Rocky Linux Series #4: Build Dependencies (or: "It's Complicated")

Dependency debugging, illustrated:

Date: 2021-10-15

Today we'll go over RPM dependencies, and why they may not be as simple as they seem.


RPM Specs: Quick Review

RPMs have Requires: and Provides: listings which indicate the dependencies they need, and dependencies that they provide. These are part of the .spec file, the thing that defines the RPM package and how to build it.

Every DNF/yum repository maintains a collective gigantic index of these Requires and Provides, that cover all packages contained within. The indexes are searchable, so when DNF comes across a Requires that is not currently installed on your system, it can check the index and find which package(s) Provide it.

Quick Example:

Let's look at the DNF package manager itself - what does that package require? We can find out with repoquery , like this:

skip@skip-rpi:~$ repoquery --requires dnf
Last metadata expiration check: 0:00:26 ago on Thu 14 Oct 2021 08:56:13 PM EDT.
/bin/sh
python3-dnf = 4.4.2-11.el8

So one of the requires is /bin/sh, a basic shell. Let's see what package Provides that:

skip@skip-rpi:~$ dnf whatprovides '/bin/sh'
Last metadata expiration check: 0:02:53 ago on Thu 14 Oct 2021 08:56:13 PM EDT.
bash-4.4.20-1.el8_4.aarch64 : The GNU Bourne Again shell
Repo        : baseos
Matched from:
Provide    : /bin/sh

So we see that the bash package from Rocky's BaseOS repository provides the /bin/sh shell that DNF requires. Pretty simple takeaway: RPMs have things they require and provide, and DNF (or the older Yum) is very good at tracking down and matching these.



Build Time Requirements

In addition to Requires entries, source RPM .spec files have another kind of entry, called BuildRequires:. These are the dependencies that are needed to build the RPM, but not to install or run it. This makes them distinct from the Requires entries, but they often overlap.

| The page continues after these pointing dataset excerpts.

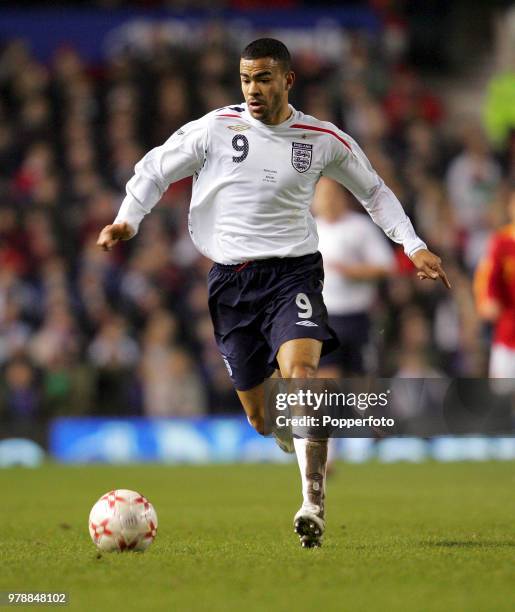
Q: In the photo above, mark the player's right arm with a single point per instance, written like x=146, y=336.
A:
x=487, y=283
x=349, y=166
x=180, y=156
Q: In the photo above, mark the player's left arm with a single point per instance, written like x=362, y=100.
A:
x=350, y=167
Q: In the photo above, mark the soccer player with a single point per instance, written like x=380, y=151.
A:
x=255, y=166
x=494, y=286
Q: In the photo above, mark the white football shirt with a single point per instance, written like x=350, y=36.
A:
x=352, y=239
x=254, y=183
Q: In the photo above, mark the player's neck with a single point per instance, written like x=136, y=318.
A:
x=283, y=115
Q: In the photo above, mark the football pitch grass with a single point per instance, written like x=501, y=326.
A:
x=399, y=537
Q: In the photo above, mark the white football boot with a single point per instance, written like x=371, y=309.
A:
x=309, y=525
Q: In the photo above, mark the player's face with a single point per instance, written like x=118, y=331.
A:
x=265, y=85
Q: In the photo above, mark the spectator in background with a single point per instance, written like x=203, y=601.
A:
x=473, y=178
x=356, y=255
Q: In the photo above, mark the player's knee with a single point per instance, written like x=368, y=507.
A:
x=257, y=423
x=299, y=370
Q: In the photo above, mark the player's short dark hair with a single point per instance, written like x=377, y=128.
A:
x=268, y=47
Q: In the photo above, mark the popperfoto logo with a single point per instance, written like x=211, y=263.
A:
x=379, y=407
x=321, y=412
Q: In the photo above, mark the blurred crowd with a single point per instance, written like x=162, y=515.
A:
x=128, y=332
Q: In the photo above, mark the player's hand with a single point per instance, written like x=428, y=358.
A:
x=429, y=266
x=111, y=234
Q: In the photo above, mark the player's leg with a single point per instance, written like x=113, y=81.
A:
x=298, y=358
x=253, y=402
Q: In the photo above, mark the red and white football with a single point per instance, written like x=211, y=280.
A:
x=122, y=520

A simple example of this: Many packages contain software written in C, and require the gcc package to compile their source. But obviously they don't need gcc to in order to install or run on your system! Gcc would therefore be a BuildRequires part of that source RPM.

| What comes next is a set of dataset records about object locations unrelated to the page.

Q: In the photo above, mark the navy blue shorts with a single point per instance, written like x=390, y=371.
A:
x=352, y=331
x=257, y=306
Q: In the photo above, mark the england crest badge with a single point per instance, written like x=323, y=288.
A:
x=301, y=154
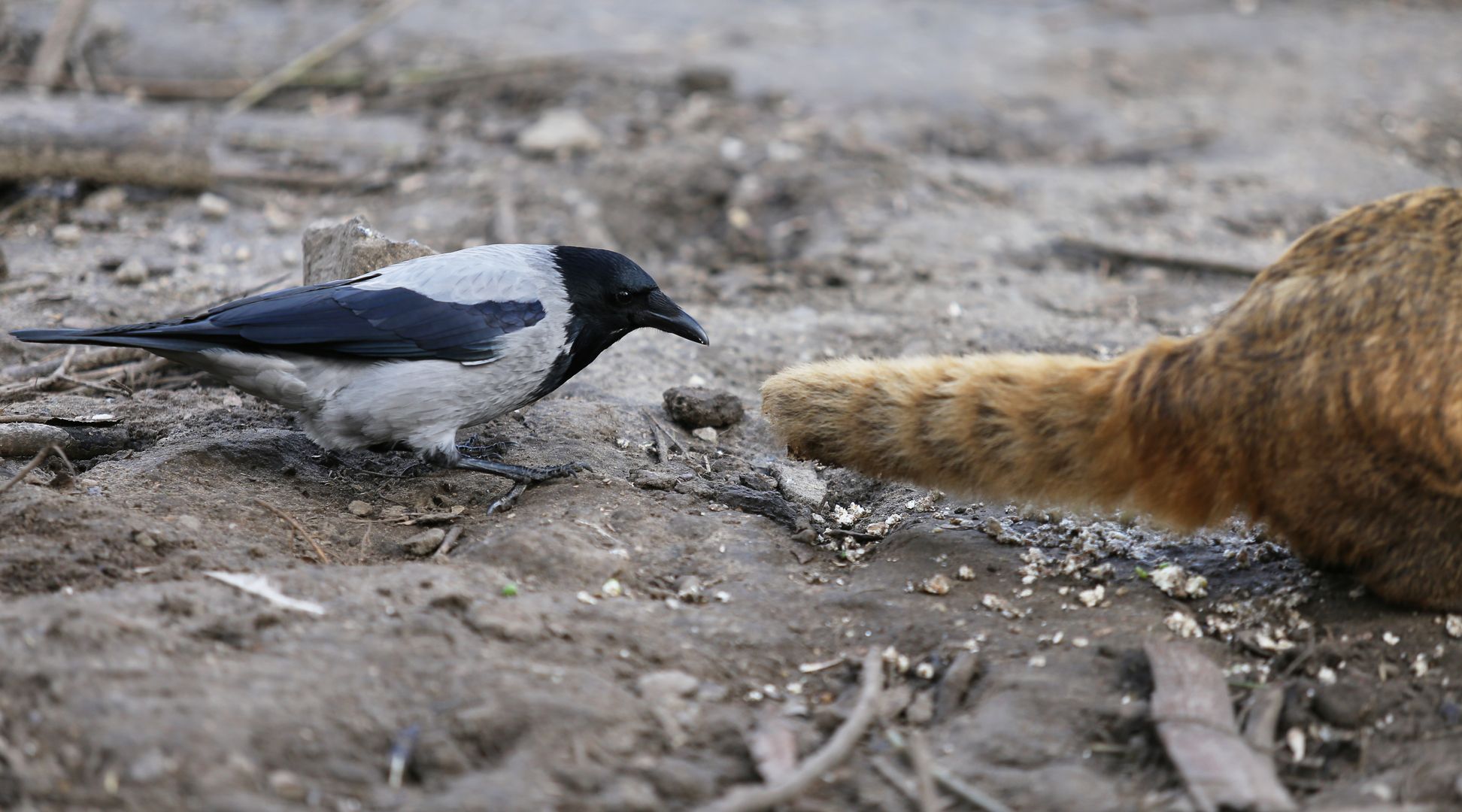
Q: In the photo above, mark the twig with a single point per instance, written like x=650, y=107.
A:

Gathering and keeping track of these BuildRequires is hugely important when building a distribution, as they tend to be more numerous and more complicated than the simple install-time requirements of each package.



How do we start? (Hint: Look to your bootstraps!)

If we're going to build an entire RHEL 8's worth of RPM packages (ie. several thousand), we must have some kind of a base to start with. Even the simplest, most "basic" packages have plenty of BuildRequires, and we must satisfy them to even begin building everything.

In early development, the Rocky Linux team used CentOS 8.4 as a base to begin building our packages. Once we build a full set of RPMs using the CentOS repositories as requirements, we can put the set of new packages we produced in a repository. Any further builds can now do ourselves by pointing to the new Rocky repository instead of CentOS - now we have become self-building!

I've heard different names for this process, most often called Repository or Distribution Bootstrapping. We started with nothing, and used an outside source (in this case CentOS 8) to get us going!



*-devel and "Hidden" Dependencies

There's something about building RHEL in particular that many people don't realize: Not all of these build dependencies are present in the RHEL repositories! Let me explain:

Packages often require *-devel packages from libraries at build-time to compile successfully. These -devel packages can contain header files, or other relevant information that tell a piece of code how to build against a required library. For example, the popular bind package (a DNS server) requires openssl-devel to compile successfully, because Bind must communicate with the openssl library for its cryptographic functions.

These -devel libraries are generated along with their matching main package during an RPM build. When you build the "openssl" package, openssl-devel is also produced alongside it. Unfortunately, many of these -devel packages are not available in the Red Hat repositories. You cannot build all of the packages in RHEL 8 using onlythe RHEL 8 (or CentOS 8) repos. You must go out and produce those missing -devel packages by compiling the appropriate RPMs yourself!

Complicating matters further, some packages depend on packages not even present in RHEL 8. Going back to our bind example, one of its BuildRequires is the package kyua. Kyua is NOT available in any RHEL package repository. Kyua in turn depends on the lutok package, which itself depends on atf. This chain of dependencies needs to be built and available before we can produce bind!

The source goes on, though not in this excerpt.